Federated transfer learning for intrusion detection system in industrial iot 4.0

• Published in: Multimedia tools and applications Vol. 83; no. 19; pp. 57913 - 57941
• Main Authors: N, Malathy, G, Shree Harish Kumar, R, Sriram, NR, Jebocen Immanuel Raj
• Format: Journal Article
• Language: English
• Published: New York Springer US 16.02.2024; Springer Nature B.V
• Subjects: Computer Communication Networks; Computer Science; Cybersecurity; Data Structures and Information Theory; Deep learning; Industrial applications; Industry 4.0; Internet of Things; Intrusion detection systems; Machine learning; Marine mammals; Multimedia Information Systems; Neural networks; Privacy; Semi-supervised learning; Servers; Special Purpose and Application-Based Systems; Track 6: Computer Vision for Multimedia Applications; Walrus optimization; Federated Learning; Semi-supervised learning; Deep Learning; Privacy of data; Federated Transfer learning (FTL)
• ISSN: 1573-7721; 1380-7501; 1573-7721
• DOI: 10.1007/s11042-024-18379-6

A major concern for Industry 4.0 is security issues because of several new cyber-security risks. In recent eras, various Deep Learning methods have been applied for intrusion Detection.
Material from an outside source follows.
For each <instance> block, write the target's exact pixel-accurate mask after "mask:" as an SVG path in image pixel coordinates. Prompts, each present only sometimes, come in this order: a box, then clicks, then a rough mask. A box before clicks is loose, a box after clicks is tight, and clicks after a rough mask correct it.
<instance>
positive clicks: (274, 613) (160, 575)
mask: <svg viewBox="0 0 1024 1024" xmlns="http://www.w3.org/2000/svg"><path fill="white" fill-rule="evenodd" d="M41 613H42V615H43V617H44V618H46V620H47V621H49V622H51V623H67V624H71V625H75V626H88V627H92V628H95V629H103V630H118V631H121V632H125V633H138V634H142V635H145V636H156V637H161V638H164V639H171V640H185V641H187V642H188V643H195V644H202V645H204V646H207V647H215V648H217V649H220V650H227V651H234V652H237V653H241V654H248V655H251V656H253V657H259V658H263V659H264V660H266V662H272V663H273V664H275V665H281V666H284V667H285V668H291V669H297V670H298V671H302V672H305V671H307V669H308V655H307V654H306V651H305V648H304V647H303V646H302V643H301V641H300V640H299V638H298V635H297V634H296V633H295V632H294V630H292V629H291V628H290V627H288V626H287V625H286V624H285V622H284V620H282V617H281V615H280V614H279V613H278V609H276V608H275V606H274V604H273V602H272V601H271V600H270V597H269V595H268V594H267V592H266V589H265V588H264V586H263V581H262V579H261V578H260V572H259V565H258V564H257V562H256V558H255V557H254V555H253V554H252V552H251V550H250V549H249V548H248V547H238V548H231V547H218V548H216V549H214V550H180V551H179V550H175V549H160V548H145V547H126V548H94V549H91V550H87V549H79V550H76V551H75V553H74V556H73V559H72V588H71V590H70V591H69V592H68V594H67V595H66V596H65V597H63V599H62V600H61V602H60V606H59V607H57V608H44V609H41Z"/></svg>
On the other hand, these methods have to send the data to the centralized unit. This may alarm various problems associated with efficiency, privacy, and response duration. Furthermore, the data generated by the Internet of Things (IoT) gadgets are more and it is challenging to receive the labeled data as labeling the data is more time-consuming and expensive. This Masquerade several issues to the Deep Learning methods where labeled data is required. To prevail over these challenges a new mechanism has to be acquired. This paper proposes a new federated transfer semisupervised learning approach that takes both labeled and unlabelled data cooperatively. In the first phase, the data is preprocessed, and normalized, and optimal features are selected using Walrus optimization. In the second phase, to learn the representative and less dimensional features an autoencoder(AE) is trained on every gadget using private or local unlabeled data. Then the centralized cloud server aggregates the local model into a global autoencoder by applying Federated Transfer Learning (FTL). In the end, the cloud server consists of a semisupervised neural network with fully connected network layers to the global encoder which in turn trains the model with the readily available tagged data. Experiments were carried out with real-world industrial datasets and the proposed model ensures more privacy without sharing the local data, improved classification performance even with less tagged data, and less overhead in communication.